Remaking an album means you can have all the demanding fun of making an album, without the pressure of actually contributing anything new to the world. If you make an album that is trying to be new, a valid contribution to a crowded artistic field, the chances are still very good that you'll fall short, add to the redundancy and clutter of music. But if you remake something that already exists, then the redundancy of the project is built-in, pre-accepted. You're off the artistic hook.
This reminds me of something I saw in at LACMA in Los Angeles recently, a retrospective of the work of the ceramics sculptor Ken Price (who turned a craft, pottery, into art). One of his quotations, from 1993, was stenciled on a wall:
"A craftsman knows what he's going to make and an
artist doesn't know what he's going to make, or what the finished product is
going to look like"
So art, properly, involves an element of discovery...
Which chimes with a sub-theme in Retromania, my hunger to be surprised, continually, by music... in a sense Ken Price is saying that the artist should be surprised by what he or she comes up with...
(But perhaps a retromaniacal, or retrolicious, artist -- if there's enough creativity in their recreativity -- can feel that way too, e..g. Ariel Pink "Interesting Results": every time I pick up the pen I get interesting results / every time I sit down and I try I get extraterrestrial results / I get these interesting results")
Craft and art also seem to correspond roughly to the difference between talent and genius.... between skill and generative capacity (the paradoxical proof of which is precisely its tendency to incite, in your contemporary others, imitative work, skilful emulation.... and to invite, for decades to come, retro-replication)
Bourgeoiseaux , again: "Certainly, by Mutations (named after Os Mutantes), Beck's urge to
cite, to curate and to copy, had already begun to overwhelm him, parody
clearly slipping into pastiche (a transformation completed in toto on Midnight Vultures)....""Mutations is about its influences. Not doing anything with them,
not transmuting them, but instead making them very apparent. They are
the surface and the content, the purpose of these songs".

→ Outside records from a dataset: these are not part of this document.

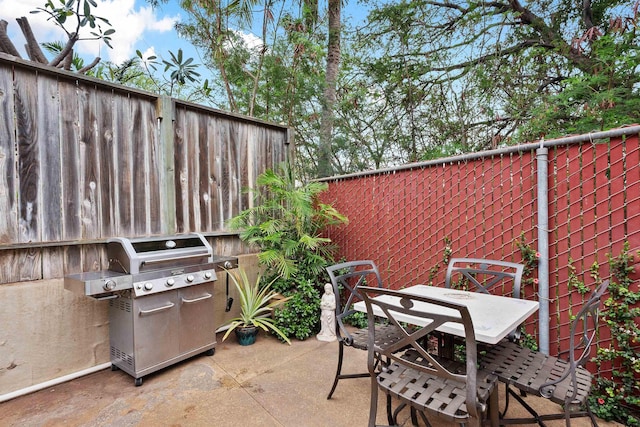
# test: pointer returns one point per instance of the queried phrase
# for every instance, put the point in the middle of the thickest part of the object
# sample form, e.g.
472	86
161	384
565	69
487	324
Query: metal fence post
543	247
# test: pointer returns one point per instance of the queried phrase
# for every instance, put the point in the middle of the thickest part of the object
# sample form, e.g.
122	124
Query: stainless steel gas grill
161	305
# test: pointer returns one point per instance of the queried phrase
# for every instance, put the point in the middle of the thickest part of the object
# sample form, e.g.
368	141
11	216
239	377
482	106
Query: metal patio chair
347	278
429	385
565	382
482	275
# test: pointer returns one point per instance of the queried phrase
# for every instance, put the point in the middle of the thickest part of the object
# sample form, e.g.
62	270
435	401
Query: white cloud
134	25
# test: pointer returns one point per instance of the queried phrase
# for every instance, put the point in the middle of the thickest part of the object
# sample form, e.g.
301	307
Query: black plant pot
246	335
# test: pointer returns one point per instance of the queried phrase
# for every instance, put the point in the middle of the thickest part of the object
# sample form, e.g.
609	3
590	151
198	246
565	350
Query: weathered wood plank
28	157
70	172
180	156
8	202
50	161
156	169
108	177
90	175
123	125
203	203
215	166
140	193
53	263
193	171
20	265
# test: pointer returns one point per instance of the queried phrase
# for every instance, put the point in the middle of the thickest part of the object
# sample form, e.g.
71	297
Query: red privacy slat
401	220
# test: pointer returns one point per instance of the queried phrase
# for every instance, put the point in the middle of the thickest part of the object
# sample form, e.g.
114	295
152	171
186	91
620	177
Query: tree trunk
333	65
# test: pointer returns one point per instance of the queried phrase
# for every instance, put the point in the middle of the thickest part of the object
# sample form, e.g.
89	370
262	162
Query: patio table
494	317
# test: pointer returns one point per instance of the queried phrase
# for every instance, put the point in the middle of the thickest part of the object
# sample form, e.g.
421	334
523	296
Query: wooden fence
82	160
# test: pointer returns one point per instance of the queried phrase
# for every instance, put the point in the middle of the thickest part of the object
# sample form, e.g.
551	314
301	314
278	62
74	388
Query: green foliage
357	319
81	15
286	224
618	397
530	259
299	317
256	305
178	71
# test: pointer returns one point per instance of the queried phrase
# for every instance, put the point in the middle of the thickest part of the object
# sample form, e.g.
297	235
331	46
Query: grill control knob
109	285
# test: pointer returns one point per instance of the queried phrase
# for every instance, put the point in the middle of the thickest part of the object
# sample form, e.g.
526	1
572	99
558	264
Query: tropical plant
257	302
71	16
286	224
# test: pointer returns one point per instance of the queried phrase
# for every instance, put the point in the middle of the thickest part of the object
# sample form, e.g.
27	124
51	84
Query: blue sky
137	25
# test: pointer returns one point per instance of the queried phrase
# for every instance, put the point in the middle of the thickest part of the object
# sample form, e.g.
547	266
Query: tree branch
67	50
6	45
33	48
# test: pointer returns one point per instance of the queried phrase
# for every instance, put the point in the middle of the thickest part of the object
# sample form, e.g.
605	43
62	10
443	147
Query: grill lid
139	255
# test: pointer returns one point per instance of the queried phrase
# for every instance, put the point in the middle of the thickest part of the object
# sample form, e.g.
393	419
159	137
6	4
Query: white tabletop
493	316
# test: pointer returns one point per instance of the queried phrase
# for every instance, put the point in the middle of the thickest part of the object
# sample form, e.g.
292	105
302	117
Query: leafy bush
618	397
299	317
286	224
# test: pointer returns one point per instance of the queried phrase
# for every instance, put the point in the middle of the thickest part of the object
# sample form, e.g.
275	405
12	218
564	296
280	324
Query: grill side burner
161	308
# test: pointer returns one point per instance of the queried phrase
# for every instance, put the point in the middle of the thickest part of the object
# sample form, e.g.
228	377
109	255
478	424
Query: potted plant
286	223
256	305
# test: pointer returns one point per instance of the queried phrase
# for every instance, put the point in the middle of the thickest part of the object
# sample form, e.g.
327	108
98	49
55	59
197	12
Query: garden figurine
328	315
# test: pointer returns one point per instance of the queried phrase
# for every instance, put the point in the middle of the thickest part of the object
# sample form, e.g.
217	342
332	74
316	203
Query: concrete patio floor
266	384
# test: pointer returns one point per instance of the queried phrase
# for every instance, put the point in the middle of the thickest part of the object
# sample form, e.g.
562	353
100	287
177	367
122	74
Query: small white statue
328	315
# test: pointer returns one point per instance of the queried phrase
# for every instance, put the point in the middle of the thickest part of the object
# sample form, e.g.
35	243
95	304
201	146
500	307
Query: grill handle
107	297
175	258
202	298
156	310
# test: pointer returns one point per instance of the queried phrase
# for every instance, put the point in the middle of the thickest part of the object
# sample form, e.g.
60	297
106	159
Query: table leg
446	346
494	411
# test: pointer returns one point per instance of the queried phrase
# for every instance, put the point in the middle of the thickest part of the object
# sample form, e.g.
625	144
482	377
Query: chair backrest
583	330
481	275
347	278
389	303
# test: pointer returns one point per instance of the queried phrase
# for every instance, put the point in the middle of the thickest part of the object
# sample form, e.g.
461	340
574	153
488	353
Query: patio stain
228	382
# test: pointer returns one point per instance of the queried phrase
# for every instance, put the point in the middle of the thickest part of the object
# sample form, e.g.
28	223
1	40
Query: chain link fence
410	220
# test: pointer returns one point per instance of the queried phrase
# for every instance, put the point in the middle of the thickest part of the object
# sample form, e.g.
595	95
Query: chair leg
335	381
373	409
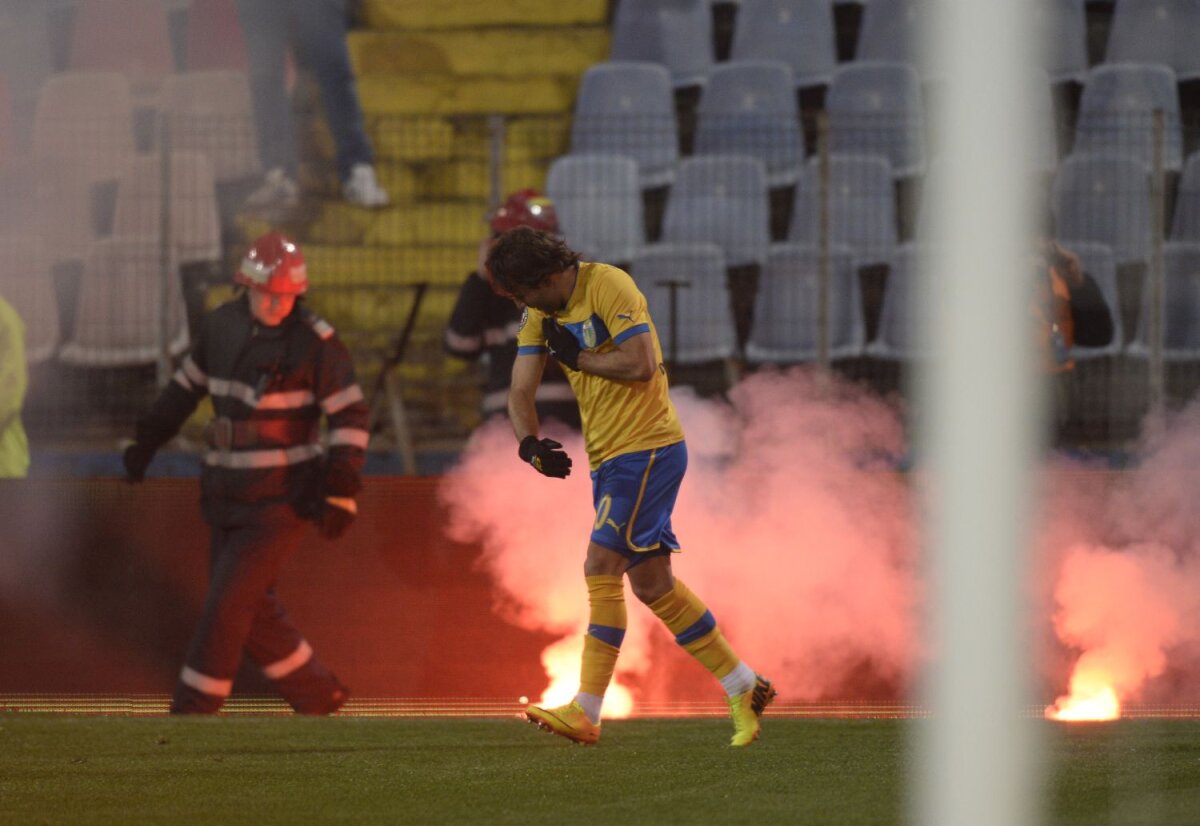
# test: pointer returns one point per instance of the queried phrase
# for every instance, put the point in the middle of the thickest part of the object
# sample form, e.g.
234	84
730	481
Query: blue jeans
316	30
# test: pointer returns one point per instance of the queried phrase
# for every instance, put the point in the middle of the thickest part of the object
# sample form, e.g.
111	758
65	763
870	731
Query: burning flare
562	663
1092	698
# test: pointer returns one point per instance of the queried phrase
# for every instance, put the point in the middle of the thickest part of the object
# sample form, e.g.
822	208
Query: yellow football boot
745	710
569	720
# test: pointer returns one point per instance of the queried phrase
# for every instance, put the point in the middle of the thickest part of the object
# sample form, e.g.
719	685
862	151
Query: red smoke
803	543
1121	560
793	531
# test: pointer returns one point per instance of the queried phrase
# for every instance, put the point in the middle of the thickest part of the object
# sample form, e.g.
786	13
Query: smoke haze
792	530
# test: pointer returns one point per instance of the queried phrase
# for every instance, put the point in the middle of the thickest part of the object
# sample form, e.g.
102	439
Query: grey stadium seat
599	204
720	199
676	34
876	108
1116	113
628	108
799	33
703	329
786	322
861	205
749	108
1157	31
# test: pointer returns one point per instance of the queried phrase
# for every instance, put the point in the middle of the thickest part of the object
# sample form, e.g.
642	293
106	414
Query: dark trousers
243	614
316	31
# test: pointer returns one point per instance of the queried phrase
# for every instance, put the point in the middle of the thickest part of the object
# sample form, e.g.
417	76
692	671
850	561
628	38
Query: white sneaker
363	189
276	190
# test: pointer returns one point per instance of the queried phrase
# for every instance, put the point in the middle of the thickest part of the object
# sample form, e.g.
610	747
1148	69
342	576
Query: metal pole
673	286
496	150
823	265
1155	280
981	422
168	277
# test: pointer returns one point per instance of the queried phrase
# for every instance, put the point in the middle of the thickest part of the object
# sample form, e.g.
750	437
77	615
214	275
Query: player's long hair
523	258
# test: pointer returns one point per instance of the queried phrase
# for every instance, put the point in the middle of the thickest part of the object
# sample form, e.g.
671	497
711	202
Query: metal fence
760	239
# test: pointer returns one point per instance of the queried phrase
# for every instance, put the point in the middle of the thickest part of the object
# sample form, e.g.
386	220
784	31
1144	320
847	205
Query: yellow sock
695	629
606	629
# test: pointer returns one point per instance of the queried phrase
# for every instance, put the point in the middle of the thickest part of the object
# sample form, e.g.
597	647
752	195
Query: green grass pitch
58	768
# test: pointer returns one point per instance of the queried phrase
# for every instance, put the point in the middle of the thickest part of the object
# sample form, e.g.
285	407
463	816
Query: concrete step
357	265
471	13
502	53
449	94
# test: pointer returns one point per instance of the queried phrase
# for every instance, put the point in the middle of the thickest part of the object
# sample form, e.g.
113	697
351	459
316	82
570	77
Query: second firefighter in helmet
484	322
274	370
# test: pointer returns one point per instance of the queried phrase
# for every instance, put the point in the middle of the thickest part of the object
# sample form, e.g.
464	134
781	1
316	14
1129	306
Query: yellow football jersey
605	309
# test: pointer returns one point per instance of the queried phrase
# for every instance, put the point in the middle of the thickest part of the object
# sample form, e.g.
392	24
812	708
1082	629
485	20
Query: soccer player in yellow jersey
594	321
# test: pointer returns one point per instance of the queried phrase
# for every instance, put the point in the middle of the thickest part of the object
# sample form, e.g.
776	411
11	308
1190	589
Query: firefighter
484	322
273	367
1069	306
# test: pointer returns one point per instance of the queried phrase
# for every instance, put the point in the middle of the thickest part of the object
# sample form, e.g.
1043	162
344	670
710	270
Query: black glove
546	456
562	342
137	458
334	520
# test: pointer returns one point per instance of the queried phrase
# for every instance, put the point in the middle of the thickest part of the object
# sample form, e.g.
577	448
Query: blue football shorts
634	495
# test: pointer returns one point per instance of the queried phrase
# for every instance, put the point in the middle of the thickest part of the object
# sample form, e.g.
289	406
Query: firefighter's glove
137	458
546	456
562	342
336	516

I thought Midnight Vultures was execrable, embarrassing.... I can't even remember Mutations. Perhaps I had stopped listening by then.

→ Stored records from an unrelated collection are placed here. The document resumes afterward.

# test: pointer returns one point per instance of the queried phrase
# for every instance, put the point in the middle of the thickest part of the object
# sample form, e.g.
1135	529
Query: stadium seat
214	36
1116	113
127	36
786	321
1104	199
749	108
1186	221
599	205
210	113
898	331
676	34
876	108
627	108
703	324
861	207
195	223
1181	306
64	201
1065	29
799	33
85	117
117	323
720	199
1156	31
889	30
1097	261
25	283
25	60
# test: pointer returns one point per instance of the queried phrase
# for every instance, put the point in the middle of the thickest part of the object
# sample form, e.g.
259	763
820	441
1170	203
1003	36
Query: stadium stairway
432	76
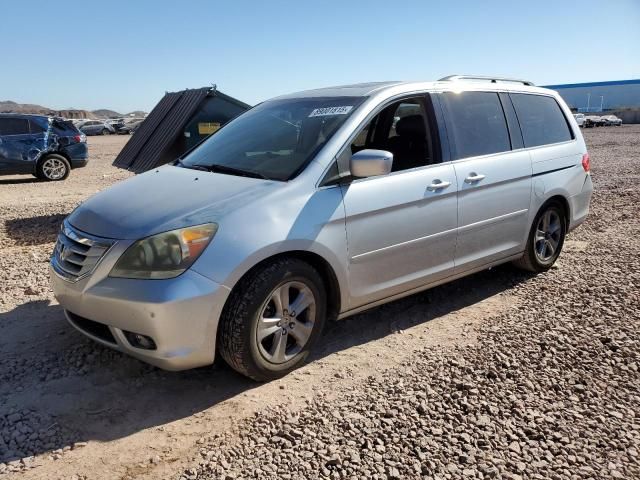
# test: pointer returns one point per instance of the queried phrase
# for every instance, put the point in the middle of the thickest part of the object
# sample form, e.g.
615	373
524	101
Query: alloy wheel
286	322
548	235
54	168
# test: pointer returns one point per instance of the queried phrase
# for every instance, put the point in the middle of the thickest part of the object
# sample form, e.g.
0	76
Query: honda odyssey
319	205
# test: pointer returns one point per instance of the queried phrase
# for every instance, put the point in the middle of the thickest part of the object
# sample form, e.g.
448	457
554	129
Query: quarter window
541	120
475	124
35	127
14	126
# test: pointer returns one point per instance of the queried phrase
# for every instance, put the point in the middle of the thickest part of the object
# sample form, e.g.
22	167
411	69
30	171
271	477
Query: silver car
316	206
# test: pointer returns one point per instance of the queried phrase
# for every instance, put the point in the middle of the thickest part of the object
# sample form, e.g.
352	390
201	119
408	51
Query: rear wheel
53	168
273	319
545	239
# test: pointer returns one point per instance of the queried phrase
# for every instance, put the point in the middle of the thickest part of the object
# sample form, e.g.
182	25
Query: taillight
586	163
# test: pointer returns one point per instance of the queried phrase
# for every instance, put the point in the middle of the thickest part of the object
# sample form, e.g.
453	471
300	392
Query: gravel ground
499	375
551	390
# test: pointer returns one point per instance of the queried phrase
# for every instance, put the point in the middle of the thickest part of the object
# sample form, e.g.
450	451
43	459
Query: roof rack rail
488	79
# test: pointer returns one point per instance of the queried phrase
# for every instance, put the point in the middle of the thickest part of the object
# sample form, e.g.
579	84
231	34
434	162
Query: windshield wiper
180	163
231	170
222	169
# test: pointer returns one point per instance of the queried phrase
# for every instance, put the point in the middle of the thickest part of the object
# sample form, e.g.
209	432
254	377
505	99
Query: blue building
601	96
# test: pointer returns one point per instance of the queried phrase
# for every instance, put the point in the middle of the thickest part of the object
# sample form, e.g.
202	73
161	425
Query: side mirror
370	163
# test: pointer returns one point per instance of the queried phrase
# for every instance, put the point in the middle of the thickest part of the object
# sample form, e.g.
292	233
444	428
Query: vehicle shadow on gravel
78	391
34	230
18	181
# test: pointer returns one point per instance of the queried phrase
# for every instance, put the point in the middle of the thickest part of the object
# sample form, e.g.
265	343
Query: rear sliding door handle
473	178
438	185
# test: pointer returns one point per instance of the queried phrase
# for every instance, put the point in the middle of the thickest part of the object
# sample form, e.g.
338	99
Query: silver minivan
316	206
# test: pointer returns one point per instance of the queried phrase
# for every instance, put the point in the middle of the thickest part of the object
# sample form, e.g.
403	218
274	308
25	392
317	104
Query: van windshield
275	140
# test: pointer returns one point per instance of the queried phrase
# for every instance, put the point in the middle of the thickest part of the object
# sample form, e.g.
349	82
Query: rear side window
541	120
475	124
36	127
14	126
65	127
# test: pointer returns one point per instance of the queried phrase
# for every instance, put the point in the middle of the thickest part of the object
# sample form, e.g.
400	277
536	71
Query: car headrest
411	126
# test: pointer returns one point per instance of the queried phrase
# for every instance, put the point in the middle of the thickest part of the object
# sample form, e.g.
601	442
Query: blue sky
125	54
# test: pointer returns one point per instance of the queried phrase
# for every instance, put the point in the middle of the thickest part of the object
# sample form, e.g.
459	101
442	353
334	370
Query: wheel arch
563	202
324	268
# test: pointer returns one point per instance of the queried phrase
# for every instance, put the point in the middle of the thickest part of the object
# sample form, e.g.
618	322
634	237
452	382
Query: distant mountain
7	106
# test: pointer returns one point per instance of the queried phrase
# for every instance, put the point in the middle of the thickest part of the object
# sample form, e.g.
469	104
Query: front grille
96	329
76	253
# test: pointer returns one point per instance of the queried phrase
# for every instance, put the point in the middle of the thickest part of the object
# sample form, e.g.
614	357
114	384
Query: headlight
165	255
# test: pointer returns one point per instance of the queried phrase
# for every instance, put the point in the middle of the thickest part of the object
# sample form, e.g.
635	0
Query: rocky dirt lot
499	375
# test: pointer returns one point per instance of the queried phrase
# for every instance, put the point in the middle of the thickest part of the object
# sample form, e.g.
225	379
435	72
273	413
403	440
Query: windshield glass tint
277	138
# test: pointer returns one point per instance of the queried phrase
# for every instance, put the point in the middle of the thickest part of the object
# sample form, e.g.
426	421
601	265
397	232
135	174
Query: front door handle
473	178
438	184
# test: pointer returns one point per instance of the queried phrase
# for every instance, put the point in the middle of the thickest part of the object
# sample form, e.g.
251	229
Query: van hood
165	199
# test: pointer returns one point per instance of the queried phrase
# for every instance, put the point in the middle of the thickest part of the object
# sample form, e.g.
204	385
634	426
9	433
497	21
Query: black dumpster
178	122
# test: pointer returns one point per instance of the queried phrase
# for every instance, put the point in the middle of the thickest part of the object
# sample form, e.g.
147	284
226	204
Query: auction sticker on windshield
321	112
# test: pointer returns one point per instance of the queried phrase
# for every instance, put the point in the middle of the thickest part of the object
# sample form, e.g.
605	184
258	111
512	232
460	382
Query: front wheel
273	319
53	168
545	239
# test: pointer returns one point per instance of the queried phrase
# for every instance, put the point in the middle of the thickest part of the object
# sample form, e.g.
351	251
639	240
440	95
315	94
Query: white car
611	120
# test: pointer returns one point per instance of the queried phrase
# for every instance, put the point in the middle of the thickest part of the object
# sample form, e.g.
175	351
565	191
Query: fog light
140	341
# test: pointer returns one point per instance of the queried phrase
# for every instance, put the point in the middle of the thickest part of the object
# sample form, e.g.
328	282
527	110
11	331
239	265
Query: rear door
494	177
15	144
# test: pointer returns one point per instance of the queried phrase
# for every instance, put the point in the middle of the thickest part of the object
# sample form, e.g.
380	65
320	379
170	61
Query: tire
250	340
53	168
543	250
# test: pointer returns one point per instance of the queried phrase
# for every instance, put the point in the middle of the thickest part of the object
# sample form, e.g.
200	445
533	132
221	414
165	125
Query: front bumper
180	314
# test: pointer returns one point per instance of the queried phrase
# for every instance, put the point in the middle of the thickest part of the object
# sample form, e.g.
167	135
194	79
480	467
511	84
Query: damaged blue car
44	146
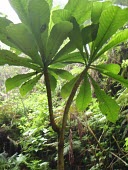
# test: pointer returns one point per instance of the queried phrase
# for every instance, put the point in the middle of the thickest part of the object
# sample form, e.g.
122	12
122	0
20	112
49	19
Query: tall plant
89	28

Other stuff Beck's done has teetered on the good side of retro-collage aesthetics, the Stereolab/Wagon Christ side
As Bourgeoiseaux argues, Odelay is kind of undeniable, still
And I did find myself surprised to really love Modern Guilt, the 2008 album he did with Danger Mouse, the mash up man.
Particularly this track, titled, funnily enough, "Replica":
It's sort of his Low, this album.... those nervy, jittery drums... he seems hollowed-out, sunk in a malaise... feels like maybe the masks have dropped away, and much of the clever-cleverness too...

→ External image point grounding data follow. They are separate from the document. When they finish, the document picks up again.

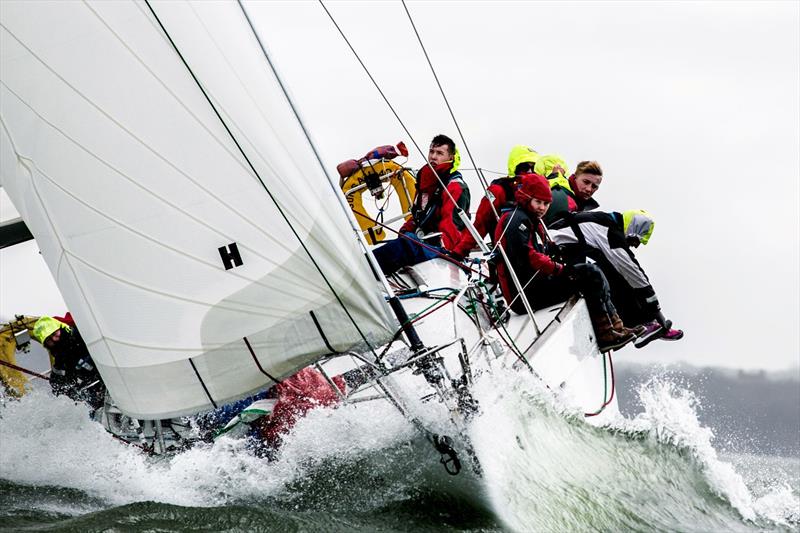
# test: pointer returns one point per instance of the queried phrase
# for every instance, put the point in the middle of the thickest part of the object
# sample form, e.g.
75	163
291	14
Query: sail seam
146	146
209	264
258	363
275	201
322	333
203	383
64	255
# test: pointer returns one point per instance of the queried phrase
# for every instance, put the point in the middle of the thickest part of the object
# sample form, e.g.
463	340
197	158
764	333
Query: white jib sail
135	192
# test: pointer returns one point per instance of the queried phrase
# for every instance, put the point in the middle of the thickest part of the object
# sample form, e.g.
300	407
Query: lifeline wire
252	167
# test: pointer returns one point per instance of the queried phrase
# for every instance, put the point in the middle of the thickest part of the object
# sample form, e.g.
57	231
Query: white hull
565	357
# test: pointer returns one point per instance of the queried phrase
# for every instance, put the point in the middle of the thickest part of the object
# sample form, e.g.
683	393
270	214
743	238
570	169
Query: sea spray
548	470
50	441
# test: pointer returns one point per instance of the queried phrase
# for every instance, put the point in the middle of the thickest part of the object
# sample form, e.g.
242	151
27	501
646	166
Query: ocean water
364	468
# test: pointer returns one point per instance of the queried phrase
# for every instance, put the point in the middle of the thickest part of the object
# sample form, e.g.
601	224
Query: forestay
135	191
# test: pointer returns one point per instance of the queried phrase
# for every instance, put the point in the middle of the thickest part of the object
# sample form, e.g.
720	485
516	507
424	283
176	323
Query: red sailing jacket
297	395
502	190
433	210
526	250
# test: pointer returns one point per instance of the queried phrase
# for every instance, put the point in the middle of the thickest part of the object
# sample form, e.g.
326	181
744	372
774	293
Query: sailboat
204	249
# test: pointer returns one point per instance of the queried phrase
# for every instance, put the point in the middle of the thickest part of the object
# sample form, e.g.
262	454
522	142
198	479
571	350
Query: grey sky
693	109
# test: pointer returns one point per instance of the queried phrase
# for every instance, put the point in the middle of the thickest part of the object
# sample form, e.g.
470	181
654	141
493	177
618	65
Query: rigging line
446	101
157	242
321	165
255	172
402	124
144	145
132	181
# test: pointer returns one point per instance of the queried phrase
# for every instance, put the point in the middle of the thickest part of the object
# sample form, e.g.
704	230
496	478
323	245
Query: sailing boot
616	322
673	335
654	331
609	338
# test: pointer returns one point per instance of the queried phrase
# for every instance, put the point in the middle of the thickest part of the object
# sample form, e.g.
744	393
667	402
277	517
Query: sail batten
163	242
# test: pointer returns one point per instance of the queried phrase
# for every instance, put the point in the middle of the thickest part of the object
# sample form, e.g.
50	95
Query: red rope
611	398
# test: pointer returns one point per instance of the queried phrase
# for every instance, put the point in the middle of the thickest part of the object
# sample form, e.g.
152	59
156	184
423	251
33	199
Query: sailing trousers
405	250
588	280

It's the sound of the record I like, as much as the tunes (great as several of them are).
Friday, October 5, 2012
In Slate today, a piece by me on "recreativity"
- a critique of the emerging orthodoxy of "everything is a remix" /
"originality is a myth" / "no such thing as genius", in terms of its
relationship to digital culture and to dance music ideas that are frankly a bit stale at this point.
(Reading some of the arguments being made
these past few years from critics, academics, artists, etc you can't
help wondering if these dudes heard a Girl Talk CD and had their minds blown.)
Or, old fashioned modernism versus what is now equally old fashioned postmodernism.